By winning at the SAG Awards for an ensemble cast, the Tom McCarthy film about the reporters who documented molestation and cover-up in the Catholic Church didn’t become an Oscar favorite by any means — but it kept itself in the thick of a fiercely competitive race after winning most of the year’s critics’ awards but falling short in guild contests before SAG.
“Spotlight” lost last weekend’s all-important Producers Guild Award to “The Big Short,” making Adam McKay‘s seriocomic look at the financial crisis of 2008 as close to a frontrunner as this wide-open awards season has. “The Big Short” was considered the primary rival to “Spotlight” at SAG, and a win with the actors would have given it the strong aura of a winner.
Instead, SAG served as an important reminder that “Spotlight,” which is unlikely to win any individual acting awards, does have the support of actors, who make up the single largest branch of the Academy.
And it means that a wildly uncertain race could well remain that way right up to Oscar night.
The SAG ensemble award is not as reliable an Oscar predictor as the Producers Guild or Directors Guild Awards, with only 10 of the 20 ensemble winners going on to take the Best Picture Oscar.
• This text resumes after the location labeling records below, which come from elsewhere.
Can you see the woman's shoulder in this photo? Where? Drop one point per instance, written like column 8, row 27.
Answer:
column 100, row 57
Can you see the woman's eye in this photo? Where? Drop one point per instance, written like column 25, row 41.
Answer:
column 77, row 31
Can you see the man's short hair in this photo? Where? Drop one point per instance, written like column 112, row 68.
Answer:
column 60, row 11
Last year’s winner, “Birdman,” was one of those 10, as were “Argo,” “The King’s Speech,” “Slumdog Millionaire” and “No Country for Old Men.” But other recent SAG winners include “American Hustle,” “The Help” and “Inglourious Basterds,” which lost to “12 Years a Slave,” “The Artist” and “The Hurt Locker,” respectively.
When it comes to the individual film races, all four strengthened the hopes of Oscar nominees, even if one of those nominees wasn’t even up for a SAG Award.
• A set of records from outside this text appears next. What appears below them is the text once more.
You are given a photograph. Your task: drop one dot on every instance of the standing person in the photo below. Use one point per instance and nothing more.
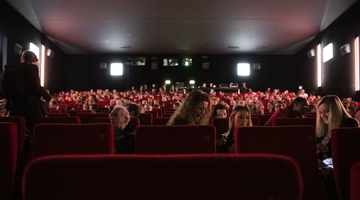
(239, 117)
(25, 96)
(330, 114)
(194, 110)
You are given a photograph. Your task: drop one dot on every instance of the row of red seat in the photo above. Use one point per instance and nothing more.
(177, 139)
Best actor and actress candidates Leonardo DiCaprio and Brie Larson went into the evening as favorites for their grueling and intense performances in “The Revenant” and “Room,” respectively, and they came out with wins that only reinforced the sense that they have smooth paths to Oscar night.
The supporting film awards, meanwhile, gave a boost to two more contenders. Alicia Vikander‘s win for supporting actress made her a little more of a favorite in what seemed to be the tightest of the acting races. And while the supporting actor category was missing the Oscar favorite, Sylvester Stallone for “Creed,” the SAG voters’ choice of non-Oscar nominee Idris Elba sent a message about diversity to the Academy without helping any of Stallone’s competitors; it was the ideal outcome for Team Rocky.
And it wasn’t just the film awards that sent that message; at the halfway point of the two-hour show, four of the six individual awards had gone to people of color, along with another award to the racially diverse cast of “Orange Is the New Black.” Of course, Viola Davis and Elba (who also won for “Luther”) had been honored by SAG voters in the past, and the award for drama-series ensemble went once again to the whitest possible show, “Downton Abbey.”
But that’s par for the course at SAG, which casts a wide net and has its own favorites. With more than 115,000 voters after merging with AFTRA, you could say it’s a diverse group – big enough to cast a spotlight on a few areas the Academy might have overlooked, and also to cast a spotlight on “Spotlight” at a time when the film needed it most.
With four weeks to go before the Oscars, it’s going to be a bumpy and fascinating ride.